Why Can’t Teachers Assign Happy Books?

In 2011, Meghan Cox Gurdon in her now infamous Wall Street Journal article “Darkness Too Visible” set off a fire storm of response from YA authors and book lovers everywhere. Maureen Johnson refuted Gurdon’s article and initiated the #YAsaves hashtag that had thousands discussing via Twitter.

One thing for certain even in 2016 is that book challengers often accuse books of being “too dark” or of dealing with subject matter they don’t want kids to encounter in their reading. They argue as Gurdon said,

“…It has to do with a child’s happiness, moral development and tenderness of heart. Entertainment does not merely gratify taste, after all, but creates it.”

Michael DiCicco and Paula Taylor-Greathouse note in a 2014 English Journal article

“Moral outrage has been used to censor literature as far back as literature has been incorporated into the classroom. People who challenge on the basis of moral content do so for reasons such as language, sexual situations or innuendos, inferences to drugs or alcohol use among a novel’s adolescent characters, and even sexual orientation. As history demonstrates, the moral debate regarding YA literature is one that may never be resolved.”

They add,

“Young adult literature is guilty of only one thing— being realistic. For some, this realism is a hard pill to swallow. As such, the voices of those who oppose this reality tend to be the loudest and most often heard.”

Certainly, Gurdon’s suggestion that we adults prevent students from reading certain books is in direct opposition to NCTE’s The Students’ Right to Read while, at the same time, the idea that knowledgeable adults select books for classroom use with students is a pillar of the NCTE Principles for Intellectual Freedom in Education which note,

“As trained professionals, educators are qualified to select appropriate classroom materials and resources from a variety of sources given their teaching goals and the needs and interests of the students they serve.”

Gayle Forman, author of If I Stay, made a most important argument for our students in Time Magazine last year (bold mine):

“I think about teen-reader me a lot when I hear about adults bemoaning the dark material in Young Adult books… Because the concerns seem partially predicated on this idea that you become what you read. By that logic, I would’ve become a cocaine-snorting groupie years ago, or a lunatic or a murderous Russian. Because by 10th grade, it was Vonnegut and Dostoyevsky I was obsessed with…

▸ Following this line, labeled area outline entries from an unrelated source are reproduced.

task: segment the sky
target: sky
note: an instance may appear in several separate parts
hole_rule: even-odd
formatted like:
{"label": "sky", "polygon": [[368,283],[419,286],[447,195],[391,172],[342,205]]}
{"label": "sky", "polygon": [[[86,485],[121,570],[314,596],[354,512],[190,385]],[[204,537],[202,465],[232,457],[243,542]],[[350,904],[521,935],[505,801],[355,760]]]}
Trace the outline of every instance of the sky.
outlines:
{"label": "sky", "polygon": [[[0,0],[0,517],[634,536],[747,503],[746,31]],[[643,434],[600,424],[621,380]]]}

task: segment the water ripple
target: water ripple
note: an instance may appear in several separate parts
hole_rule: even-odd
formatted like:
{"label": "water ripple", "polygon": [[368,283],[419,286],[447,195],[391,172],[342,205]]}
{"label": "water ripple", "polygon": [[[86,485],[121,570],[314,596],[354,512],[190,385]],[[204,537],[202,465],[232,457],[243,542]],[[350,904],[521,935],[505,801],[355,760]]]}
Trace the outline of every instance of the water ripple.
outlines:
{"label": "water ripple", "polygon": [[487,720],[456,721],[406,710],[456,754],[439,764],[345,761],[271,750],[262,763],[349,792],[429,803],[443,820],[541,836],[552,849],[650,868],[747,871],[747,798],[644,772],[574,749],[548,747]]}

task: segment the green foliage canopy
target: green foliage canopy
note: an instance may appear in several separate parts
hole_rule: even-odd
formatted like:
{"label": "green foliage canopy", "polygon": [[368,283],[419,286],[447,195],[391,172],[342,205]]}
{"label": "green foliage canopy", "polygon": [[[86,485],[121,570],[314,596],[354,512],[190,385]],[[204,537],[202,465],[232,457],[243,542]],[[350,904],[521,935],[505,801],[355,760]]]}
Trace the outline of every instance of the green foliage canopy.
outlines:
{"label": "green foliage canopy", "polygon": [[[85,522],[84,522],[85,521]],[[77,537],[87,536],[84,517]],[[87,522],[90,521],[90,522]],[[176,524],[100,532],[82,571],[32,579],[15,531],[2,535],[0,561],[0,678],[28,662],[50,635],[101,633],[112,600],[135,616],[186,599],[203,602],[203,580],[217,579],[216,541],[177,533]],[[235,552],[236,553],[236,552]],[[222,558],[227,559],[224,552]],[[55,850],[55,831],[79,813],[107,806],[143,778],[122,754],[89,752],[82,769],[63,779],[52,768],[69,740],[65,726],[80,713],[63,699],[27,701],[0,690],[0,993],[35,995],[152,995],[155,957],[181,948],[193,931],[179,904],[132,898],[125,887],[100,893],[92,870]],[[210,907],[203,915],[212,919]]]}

“The other concern with dark YA seems based on a worry that these intense stories—which sometimes deal with issues like self-harm and addiction and abuse and even death—could irrevocably damage fragile minds…

“Reading about everyday fictional teens rising to the occasion (and, spoiler alert, in YA books they almost always do) allows actual teens to imagine themselves doing the same, within the lower-stakes conflicts and contexts of their own lives. This is empowering, and hopeful, words that I would use to describe many YA books. Even the dark ones. Especially the dark ones. These “dark” books may seem to be about death, about illness, about pain, but really they are about life. The kids get that, even if the adults sometimes, do not.”